An idea can take form in various ways. It is the unique design that makes a product useful and fun. It is the clever packaging concept that promises something the competition doesn’t. It is the unforgettable advertising claim (also known as a tagline, strapline, slogan, or sign-off). It is the visual motif that drives the campaign. It is the web interface that gives customers exactly what they want. It is the pleasant surprise from the customer-service representative.
Ideas should not be confused with insight: insight is perennial, while good ideas can and should change regularly. An idea is the innovation that keeps a product relevant to a customer’s life and keeps the customer involved with the brand. Ideas usually have a life cycle of a few years at most. Ideas are the visible manifestations of the brand, and assuming the insight is well founded, good ideas should flow almost effortlessly.
The difference between brand insight and ideas can be seen in the following examples:
• The ad agency BBDO was able to build a quarter-century’s worth of GE campaigns upon its insight about users’ lives being improved by myriad GE products. The insight was summed up with the claim, “We bring good things to life.” Ideas for individual commercials and advertisements flowed out of this insight by the dozen. Nearly 25 years later, the basic insight was still valid, but a fresh, twenty-first-century expression was called for. “Imagination at work” was judged to fit the bill.
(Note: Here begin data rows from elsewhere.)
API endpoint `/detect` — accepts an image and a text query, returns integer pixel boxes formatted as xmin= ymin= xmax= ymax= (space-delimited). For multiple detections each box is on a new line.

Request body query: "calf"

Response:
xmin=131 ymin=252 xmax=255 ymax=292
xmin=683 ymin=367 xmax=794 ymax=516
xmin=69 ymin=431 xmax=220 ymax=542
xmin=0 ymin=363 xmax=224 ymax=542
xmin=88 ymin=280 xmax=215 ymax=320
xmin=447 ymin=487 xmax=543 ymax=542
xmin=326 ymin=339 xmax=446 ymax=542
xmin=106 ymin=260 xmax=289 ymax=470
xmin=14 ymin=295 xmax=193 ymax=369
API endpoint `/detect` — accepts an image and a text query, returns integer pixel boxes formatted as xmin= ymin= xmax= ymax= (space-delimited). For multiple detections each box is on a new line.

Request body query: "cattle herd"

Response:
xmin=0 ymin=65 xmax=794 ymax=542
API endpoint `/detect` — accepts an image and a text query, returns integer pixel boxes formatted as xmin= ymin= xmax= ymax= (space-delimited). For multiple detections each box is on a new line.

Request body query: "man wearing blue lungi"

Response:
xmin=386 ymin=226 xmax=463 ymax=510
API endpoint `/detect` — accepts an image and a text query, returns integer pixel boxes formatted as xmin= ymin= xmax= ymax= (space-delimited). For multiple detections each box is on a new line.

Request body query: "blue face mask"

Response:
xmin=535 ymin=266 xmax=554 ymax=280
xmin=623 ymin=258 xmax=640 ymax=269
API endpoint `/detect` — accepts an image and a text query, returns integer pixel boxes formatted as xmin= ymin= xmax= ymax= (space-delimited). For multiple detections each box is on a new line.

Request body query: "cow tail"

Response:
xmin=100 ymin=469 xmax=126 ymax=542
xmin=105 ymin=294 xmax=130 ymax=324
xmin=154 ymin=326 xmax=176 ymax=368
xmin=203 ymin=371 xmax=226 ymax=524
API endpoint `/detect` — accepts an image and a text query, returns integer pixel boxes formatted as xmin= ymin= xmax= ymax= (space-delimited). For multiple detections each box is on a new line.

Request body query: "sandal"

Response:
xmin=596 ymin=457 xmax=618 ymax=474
• An iPod is simply a small, external hard drive. The idea of turning it into a latter-day Walkman rests on the insight that Apple makes technology easy, integrating hassle-free downloading, browsing, and listening.
• New ideas for Ben & Jerry’s ice cream flavors are submitted by fans on the company website. One recent winner: Puttin’ On a Ritz, consisted of vanilla ice cream, caramel, and Ritz crackers. The insight behind the brand is that everyone can get involved in social responsibility (and enjoy good ice cream).
• Charles Schwab’s investment products and services stem from the insight that the Internet can be used to give individual investors straightforward, personalized service while reducing commissions and fees. The brand identity emphasizes the personal relationship, which is attractive to institutional investment clients as well.
The rapid pace of pop culture encourages us to expect new ideas all the time. Insight alone won’t sustain a brand forever: we quickly tire of brands that have “run out of ideas.” Brands need both the solid foundation of a great insight and the steady flow of new ideas to remain compelling.